To interact with the assistant, send a POST request to the /assistant endpoint with a JSON payload containing the chat_id and message. Example curl request:

local

curl -X POST http://localhost:3000/assistant \
-H "Content-Type: application/x-www-form-urlencoded" \
-d 'user_id=user_123&message=Hello%2C%20I%20am%20looking%20for%20a%20used%20bike.'

dev

curl -X POST https://assistant.buycycle.com/assistant \
-H "Content-Type: application/x-www-form-urlencoded" \
-d 'user_id=user_123&message=Hello%2C%20I%20am%20looking%20for%20a%20used%20bike.'

API Endpoints

GET /health

Checks the application's health. Returns 200 OK with the text "OK" if it's running properly. Expected return:

HTTP/1.1 200 OK
content-type: text/plain; charset=utf-8
content-length: 2
date: [Date when the request was processed]
OK

POST /assistant

Sends a user message to the assistant. Returns 200 OK with the assistant's response in JSON format. Expected return:

HTTP/1.1 200 OK
content-type: application/json
content-length: 416
date: Thu, 11 Apr 2024 09:37:37 GMT
{
  "messages": [
    {
      "created_at": 1712828249,
      "role": "assistant",
      "text": "Hi! It's great to hear you're interested in finding a pre-owned bike. Can you tell me what type of riding you're planning to do? That will help me find the right kind of bike for you. We've got road, mountain, gravel, and triathlon bikes. Also, what's your budget? Once I have that info, I can help track down the perfect bike for you on buycycle."
    }
  ]
}

Development Environment

To build and run the assistant application in a development environment with Docker, use the following commands:

  1. Build the Docker image for development:
    docker build -t buycycle-bot-dev -f docker/dev.dockerfile .
  2. Run the Docker container with live code reloading:
    docker run -it --rm -v "$(pwd)":/usr/src/rust_bot -p 3000:3000 buycycle-bot-dev

This will start the assistant application on port 3000 with live code reloading enabled. Any changes you make to the source code will automatically trigger a recompilation and restart of the application.
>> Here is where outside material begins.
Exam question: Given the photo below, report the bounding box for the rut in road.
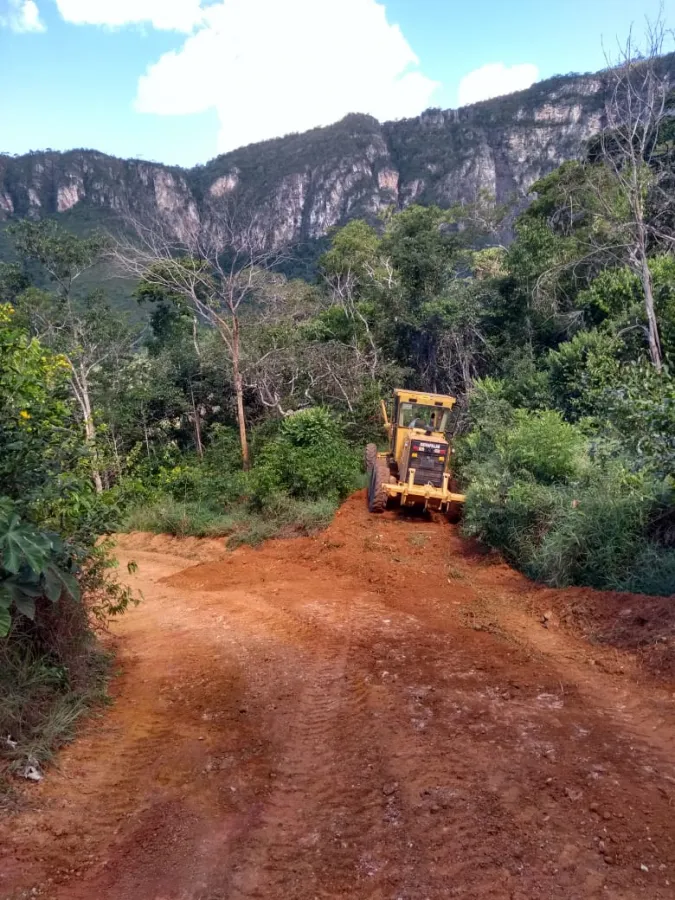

Production (Main) Environment

To build and run the assistant application in a production environment with Docker, use the following commands:

  1. Build the Docker image for production:
    docker build -t buycycle-bot-main -f docker/main.dockerfile .
  2. Run the Docker container:
    docker run -d --rm -p 3000:3000 buycycle-bot-main

This will start the assistant application as a detached process on port 8000. The application will run with the optimizations and configurations suitable for a production environment.

CI/CD

Pipeline with gitlab and helm.

  1. get eks-access credentials from aws add to ~/.aws/credentials
  2. aws eks update-kubeconfig --name buycycle-cluster --region eu-central-1 profile xx
  3. add namespace for convinience, kubectl config set-context --current --namespace=dev
  4. check pods on dev, kubectl get pod -n dev | grep chat
  5. check real time, kubectl logs pod/ -n dev -f
  6. start terminal in pod, kubectl exec -it -n dev pod/ -- /bin/bash
  7. get service, kubectl get svc -n dev
  8. port forwarding on local, kubectl port-forward svc/ -n live <local_port>:80

Contributing

Contributions are welcome! Please feel free to submit a pull request.

License

This project is licensed under the MIT License.

Acknowledgments

  • Thanks to the Axum team for creating a great web framework.
  • This project uses the OpenAI API for generating assistant responses.